Lost faces on the longest night: Remembering Sacramento’s invisible dead

Photograph by Scott Thomas Anderson

“Do not go gentle into that good night,” the poet Dylan Thomas warned us; but for 145 people who died lonely, anonymous deaths on the streets of Sacramento this year – some having their bodies and organs shut down by exposure – there was nothing gentle about how they finally passed into the darkness.

Just three nights before Christmas Eve, a large group of locals braved rain and fears of another virus outbreak to eulogize those lives that were gone. They gathered with electric candles glowing under the bland, brick edifice of City Hall, a place where, four years before, two men died within weeks of each other during freezing, torrential rain storms. As people drew names of the dead to read aloud, it dawned on many that little has changed since those bodies were discovered at the seat of city government. One of the names being commemorated was Vanessa Franklin, a woman living outdoors whose body succumbed to the elements last January.

“Yeah, she was homeless, but she was somebody,” Franklin’s niece Leona Diggs told the gathering. “She had eight brothers and four sisters, born in Quincy, California. Vanessa came to Sacramento with her family, and she had a trade, she knew how to build houses – but she still ended up out here on the streets.”

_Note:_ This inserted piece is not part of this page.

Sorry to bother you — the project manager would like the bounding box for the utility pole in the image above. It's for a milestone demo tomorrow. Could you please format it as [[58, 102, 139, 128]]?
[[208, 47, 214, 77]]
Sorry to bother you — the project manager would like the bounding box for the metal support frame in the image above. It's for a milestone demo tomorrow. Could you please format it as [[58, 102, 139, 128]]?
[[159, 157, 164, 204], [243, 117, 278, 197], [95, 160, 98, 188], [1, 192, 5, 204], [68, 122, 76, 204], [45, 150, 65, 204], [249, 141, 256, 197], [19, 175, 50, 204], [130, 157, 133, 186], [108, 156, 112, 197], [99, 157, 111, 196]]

Glancing at the long line of people in tents and sleeping bags that flanked her, Diggs added, “As I stand here today, and I walk down this way and I walk down that way, my heart hurts … This is not O.K. for our people who are born in this country to be out here. It’s cold – I’m freezing.”  

Driggs’ words were part of the 8th annual memorial held in the Capital City. Organized by the Sacramento Regional Coalition to End Homelessness, its names of the dead were gathered from the local coroner’s office. About 80% of the departed were men, while some 20% were women and at least four of the bodies belonged to children. According to SRCEH, the little ones who passed included a four-month-old infant. Sacramento County Coroner Kim Gin has stressed that this latest annual death toll for the homeless crisis is based on the best-known evidence, yet is by no means “a comprehensive list.”

Bob Erlenbusch, head of the coalition, told those around him that even more people had perished outdoors during 2021 than the previous year, which made remembering every name even more essential.

“This is our way of providing them a dignified remembrance as they’ve left this earth,” Erlenbusch reflected. “A-hundred-and-forty-five names, yet City Hall is empty? There’s no warming center here when there should have been. We’re way behind on the City Council being motived on its comprehensive housing plan.”          

The link between the worsening housing crisis and those living a dangerous existence on the streets was also highlighted by Faye Wilson Kennedy of the Sacramento’s Poor Peoples Campaign.

“Too many of our brothers and sisters who are unhoused are dying,” Wilson exclaimed. “They’re out in the cold, in the rain, in the heat … We need permanent housing for our unhoused brothers and sisters. We need it now. We don’t need it a month from how, we need it now … We’ve witnessed unprecedented cold, wet weather – and they’re out there.”